Unsigned, and written in Spanish, the letter asserted that both Ben Jr. and his mother, Bernice Novack, had been murdered as part of a plot by his wife to get his millions.
On Monday, the author of that anonymous letter was revealed, proving that blood is not always thicker than water.
One of Narcy Novack’s sisters, Letitia Toruno, wrote the letter. It described how Narcy Novack and her brother, Cristobal Veliz, were the “assassins” who arranged the killings.
Toruno’s name was mentioned by prosecutors during a pre-trial conference among the lawyers, before the jury was brought into the courtroom. It’s not clear how, or if, the letter will be presented for the jury.
But the letter, which was mailed to Miami Springs police because Toruno lives near the city, was sent to police in Rye Brook, N.Y., where Ben Novack Jr.’s body was found beaten and bound on July 12, 2009. At the time, Narcy and Ben Novack were staying at the Rye Town Hilton, handling an Amway convention he arranged as part of his business, Convention Concepts Unlimited.
Both Narcy Novack, 54, and her brother, Veliz, 58, are charged with two counts of first-degree murder in connection with the murder-for-hire crime.
On Monday, Veliz took the witness stand in his own defense and, for more than three hours, denied every piece of evidence that prosecutors said linked him to the killings.
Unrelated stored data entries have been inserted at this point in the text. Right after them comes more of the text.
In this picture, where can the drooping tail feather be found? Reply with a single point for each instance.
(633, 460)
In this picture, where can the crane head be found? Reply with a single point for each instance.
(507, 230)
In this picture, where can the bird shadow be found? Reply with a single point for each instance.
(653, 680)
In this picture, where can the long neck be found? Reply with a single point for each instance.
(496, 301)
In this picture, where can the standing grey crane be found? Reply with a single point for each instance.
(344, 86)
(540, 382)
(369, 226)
Veliz’s attorney, Lawrence Sheehan, tried unsuccessfully to let the jury hear Veliz’s version of what happened. The judge blocked Veliz from testifying about conversations he had with others, including May Abad, Narcy’s daughter.
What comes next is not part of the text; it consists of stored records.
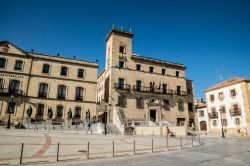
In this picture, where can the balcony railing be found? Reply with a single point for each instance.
(235, 112)
(42, 94)
(122, 86)
(15, 92)
(213, 115)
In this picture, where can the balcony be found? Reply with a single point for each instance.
(235, 112)
(8, 92)
(119, 86)
(42, 95)
(213, 115)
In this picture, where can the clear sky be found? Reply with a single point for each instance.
(211, 37)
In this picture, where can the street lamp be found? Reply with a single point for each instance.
(222, 130)
(10, 111)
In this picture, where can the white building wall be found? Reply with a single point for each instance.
(227, 102)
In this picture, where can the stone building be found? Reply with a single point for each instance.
(142, 88)
(43, 81)
(228, 105)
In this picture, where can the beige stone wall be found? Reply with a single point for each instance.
(53, 79)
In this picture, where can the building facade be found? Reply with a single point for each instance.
(40, 81)
(228, 105)
(202, 115)
(145, 89)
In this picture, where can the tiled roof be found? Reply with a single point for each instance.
(227, 82)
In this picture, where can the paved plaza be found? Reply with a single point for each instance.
(42, 146)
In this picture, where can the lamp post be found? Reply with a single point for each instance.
(10, 111)
(222, 130)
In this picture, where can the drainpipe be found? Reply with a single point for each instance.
(27, 87)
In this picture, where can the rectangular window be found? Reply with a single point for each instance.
(139, 102)
(233, 93)
(237, 121)
(61, 92)
(163, 71)
(19, 65)
(211, 97)
(138, 67)
(64, 71)
(177, 74)
(138, 85)
(122, 49)
(180, 105)
(1, 83)
(201, 113)
(14, 86)
(43, 90)
(2, 62)
(190, 107)
(224, 122)
(80, 73)
(59, 111)
(166, 105)
(121, 64)
(121, 101)
(178, 89)
(40, 110)
(79, 93)
(151, 69)
(164, 88)
(214, 122)
(46, 68)
(11, 108)
(221, 96)
(78, 113)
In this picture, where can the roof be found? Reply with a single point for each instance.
(228, 82)
(139, 57)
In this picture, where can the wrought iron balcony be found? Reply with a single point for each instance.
(235, 112)
(8, 92)
(213, 115)
(122, 86)
(42, 94)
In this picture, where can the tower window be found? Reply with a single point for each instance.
(151, 69)
(122, 49)
(121, 64)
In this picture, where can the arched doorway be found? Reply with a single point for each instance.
(203, 126)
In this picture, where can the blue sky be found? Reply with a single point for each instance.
(211, 37)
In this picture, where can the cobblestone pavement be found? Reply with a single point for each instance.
(41, 147)
(214, 152)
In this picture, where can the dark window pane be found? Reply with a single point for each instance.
(11, 107)
(19, 65)
(2, 62)
(46, 68)
(64, 71)
(80, 73)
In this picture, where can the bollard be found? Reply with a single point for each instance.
(152, 145)
(192, 141)
(113, 154)
(88, 151)
(21, 156)
(134, 147)
(57, 154)
(181, 143)
(167, 143)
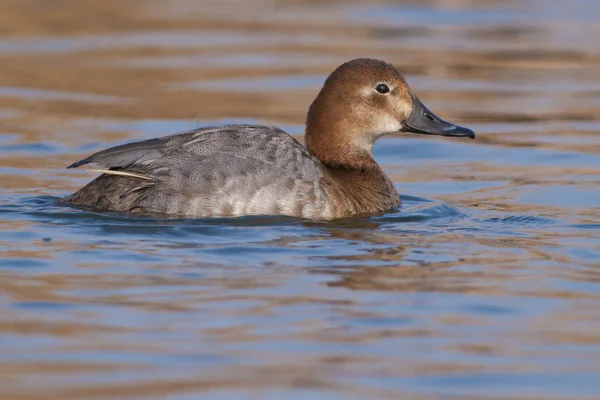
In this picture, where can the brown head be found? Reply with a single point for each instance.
(361, 101)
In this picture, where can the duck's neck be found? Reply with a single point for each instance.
(359, 191)
(354, 181)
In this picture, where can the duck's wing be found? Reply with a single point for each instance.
(227, 170)
(220, 146)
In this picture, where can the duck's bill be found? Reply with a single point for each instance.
(423, 121)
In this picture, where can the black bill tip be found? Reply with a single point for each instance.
(423, 121)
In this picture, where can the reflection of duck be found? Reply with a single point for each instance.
(238, 170)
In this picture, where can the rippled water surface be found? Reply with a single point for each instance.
(485, 285)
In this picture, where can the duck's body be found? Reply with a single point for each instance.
(237, 170)
(231, 170)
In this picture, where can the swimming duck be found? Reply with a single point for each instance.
(237, 170)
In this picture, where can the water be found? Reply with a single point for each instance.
(484, 285)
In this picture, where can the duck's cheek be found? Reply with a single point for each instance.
(386, 123)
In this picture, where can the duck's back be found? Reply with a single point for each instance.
(229, 170)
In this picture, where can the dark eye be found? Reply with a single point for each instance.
(382, 88)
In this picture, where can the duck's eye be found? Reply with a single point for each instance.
(382, 88)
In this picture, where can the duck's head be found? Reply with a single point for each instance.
(361, 101)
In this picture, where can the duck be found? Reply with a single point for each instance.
(242, 170)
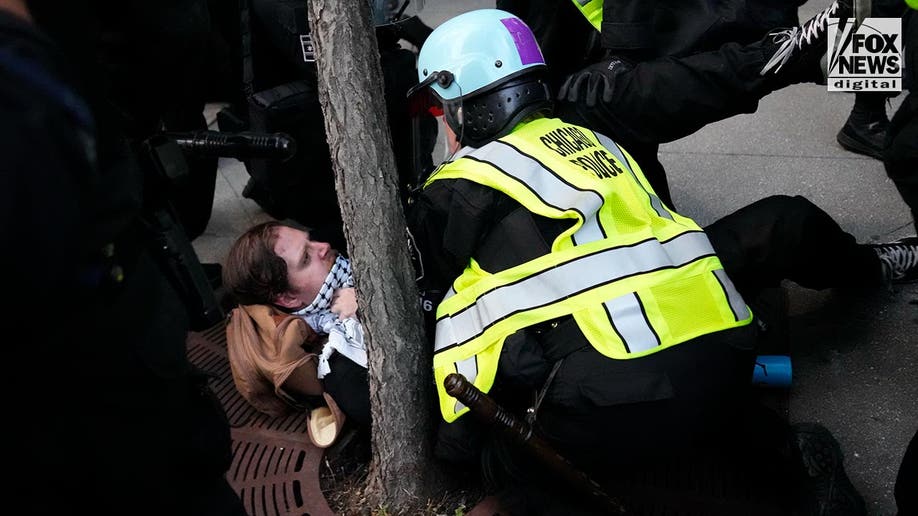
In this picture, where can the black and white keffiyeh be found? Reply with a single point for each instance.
(344, 336)
(339, 277)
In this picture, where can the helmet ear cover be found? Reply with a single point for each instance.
(492, 114)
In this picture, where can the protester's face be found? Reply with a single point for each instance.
(308, 264)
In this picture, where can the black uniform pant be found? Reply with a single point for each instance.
(601, 411)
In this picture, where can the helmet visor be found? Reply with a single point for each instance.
(434, 139)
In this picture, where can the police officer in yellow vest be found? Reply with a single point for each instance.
(557, 272)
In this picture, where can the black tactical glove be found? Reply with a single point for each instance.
(593, 82)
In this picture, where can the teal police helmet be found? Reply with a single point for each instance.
(484, 68)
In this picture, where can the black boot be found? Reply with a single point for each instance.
(823, 488)
(800, 52)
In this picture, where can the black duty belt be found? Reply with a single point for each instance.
(560, 338)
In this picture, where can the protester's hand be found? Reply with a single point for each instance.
(593, 83)
(344, 303)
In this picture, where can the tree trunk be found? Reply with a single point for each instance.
(351, 95)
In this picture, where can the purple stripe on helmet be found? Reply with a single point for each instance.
(525, 42)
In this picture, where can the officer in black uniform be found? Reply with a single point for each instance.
(111, 417)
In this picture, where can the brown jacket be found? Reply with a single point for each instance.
(266, 349)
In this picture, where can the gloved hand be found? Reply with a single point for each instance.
(593, 83)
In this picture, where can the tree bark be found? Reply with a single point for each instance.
(366, 179)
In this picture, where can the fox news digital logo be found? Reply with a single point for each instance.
(865, 58)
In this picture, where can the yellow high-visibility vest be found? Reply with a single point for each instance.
(636, 276)
(592, 11)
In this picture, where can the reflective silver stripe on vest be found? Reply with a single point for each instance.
(613, 147)
(626, 313)
(469, 369)
(548, 186)
(740, 310)
(568, 279)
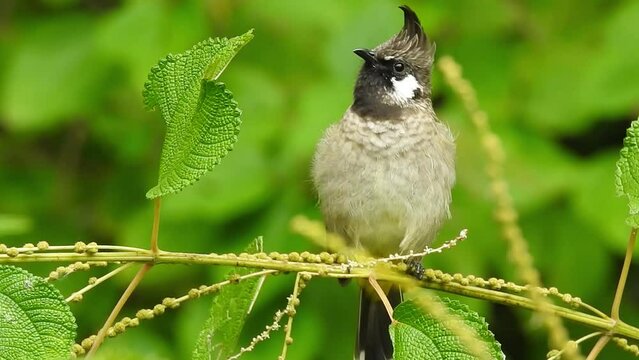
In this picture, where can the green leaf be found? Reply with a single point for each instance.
(202, 119)
(35, 321)
(419, 336)
(627, 174)
(228, 313)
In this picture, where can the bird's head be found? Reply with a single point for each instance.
(396, 74)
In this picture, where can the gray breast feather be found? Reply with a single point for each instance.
(385, 185)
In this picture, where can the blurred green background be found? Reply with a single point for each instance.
(78, 151)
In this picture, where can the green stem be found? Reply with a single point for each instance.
(326, 270)
(616, 304)
(117, 308)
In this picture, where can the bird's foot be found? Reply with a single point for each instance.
(415, 269)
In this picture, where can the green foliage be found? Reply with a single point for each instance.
(627, 175)
(35, 321)
(218, 339)
(202, 119)
(418, 335)
(557, 79)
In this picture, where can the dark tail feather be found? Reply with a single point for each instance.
(373, 339)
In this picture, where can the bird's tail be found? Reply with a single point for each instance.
(373, 338)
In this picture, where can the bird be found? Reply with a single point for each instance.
(384, 173)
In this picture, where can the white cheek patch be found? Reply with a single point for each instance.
(404, 89)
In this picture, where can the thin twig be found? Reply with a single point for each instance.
(98, 281)
(505, 212)
(116, 309)
(557, 354)
(616, 304)
(288, 339)
(382, 296)
(599, 345)
(156, 226)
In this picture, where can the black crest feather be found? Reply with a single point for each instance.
(412, 27)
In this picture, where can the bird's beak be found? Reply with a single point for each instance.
(367, 55)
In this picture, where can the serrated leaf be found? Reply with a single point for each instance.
(202, 119)
(417, 335)
(228, 313)
(627, 173)
(35, 321)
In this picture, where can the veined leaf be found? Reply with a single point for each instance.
(202, 119)
(35, 321)
(627, 174)
(417, 335)
(228, 313)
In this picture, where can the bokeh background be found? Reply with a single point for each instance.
(559, 80)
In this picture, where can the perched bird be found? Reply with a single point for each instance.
(384, 173)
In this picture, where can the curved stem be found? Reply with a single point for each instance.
(156, 226)
(118, 307)
(616, 304)
(599, 345)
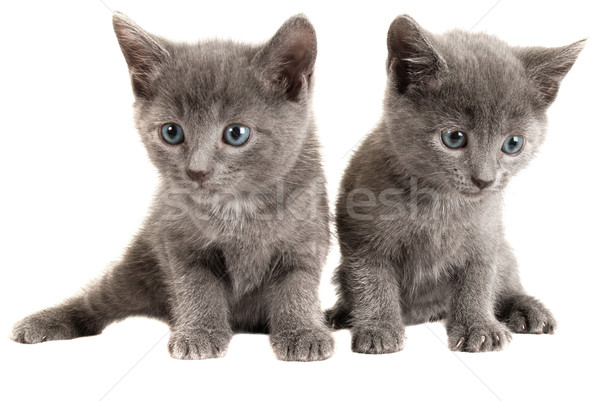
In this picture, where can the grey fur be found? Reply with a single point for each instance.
(239, 247)
(419, 240)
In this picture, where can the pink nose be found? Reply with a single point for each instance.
(197, 175)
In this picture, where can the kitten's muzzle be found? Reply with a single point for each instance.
(481, 184)
(198, 175)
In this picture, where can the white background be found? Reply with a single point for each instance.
(76, 184)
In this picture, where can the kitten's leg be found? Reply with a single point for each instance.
(376, 315)
(200, 327)
(522, 313)
(132, 287)
(471, 323)
(297, 329)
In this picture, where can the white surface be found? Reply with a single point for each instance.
(76, 184)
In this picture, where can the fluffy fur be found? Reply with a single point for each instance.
(237, 235)
(420, 224)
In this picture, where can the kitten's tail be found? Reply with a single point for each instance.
(338, 317)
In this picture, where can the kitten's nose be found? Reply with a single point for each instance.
(197, 175)
(481, 184)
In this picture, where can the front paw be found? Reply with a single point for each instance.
(43, 326)
(199, 343)
(478, 337)
(303, 345)
(528, 315)
(383, 339)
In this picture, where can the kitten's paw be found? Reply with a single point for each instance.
(303, 345)
(199, 343)
(43, 326)
(377, 339)
(478, 337)
(528, 315)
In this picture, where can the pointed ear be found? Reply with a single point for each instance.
(547, 67)
(143, 53)
(287, 61)
(412, 58)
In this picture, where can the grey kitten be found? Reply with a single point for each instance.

In opening arguments at the trial’s start, Sheehan told jurors that he would show that Abad killed her stepfather, then framed it on her mother and uncle so that she could inherit the family fortune.
Veliz testified that his Nissan Pathfinder had been stolen after Ben Novack was murdered, that his cellphone and debit card were always in his vehicle, implying that someone else used his truck, phone and card to commit the crimes.
With the jury out of the room, Sheehan mentioned that his client wanted to testify that Abad kidnapped Veliz and kept him a prisoner in a basement for 18 days before letting him go, telling him that if he told anyone she was behind the murders she would kill Veliz and his grandchildren.
However, U.S. District Court Judge Kenneth M. Karas told Sheehan that Veliz could not tell the jury anything that Abad or anyone else may have told him. He was, however, allowed to describe how he was allegedly kidnapped and held prisoner by Abad.
Abad, who has been in semi-witness protection, has denied any involvement with the crimes and has not been charged. Early in the trial, she told The Miami Herald that her mother and uncle were lying to save their own skins.
The two hit men, Alejandro Garcia and Joel Gonzalez, and three other accomplices, have already testified that Veliz hired them, and paid Garcia and Gonzalez $15,000 to bludgeon Novack Jr. and to cut out his eyes.
They also said that Narcy Novack, the only person to use her key card in the hotel room that morning, let them into their suite and encouraged the blood bath, handing them a pillow to muffle her husband’s screams.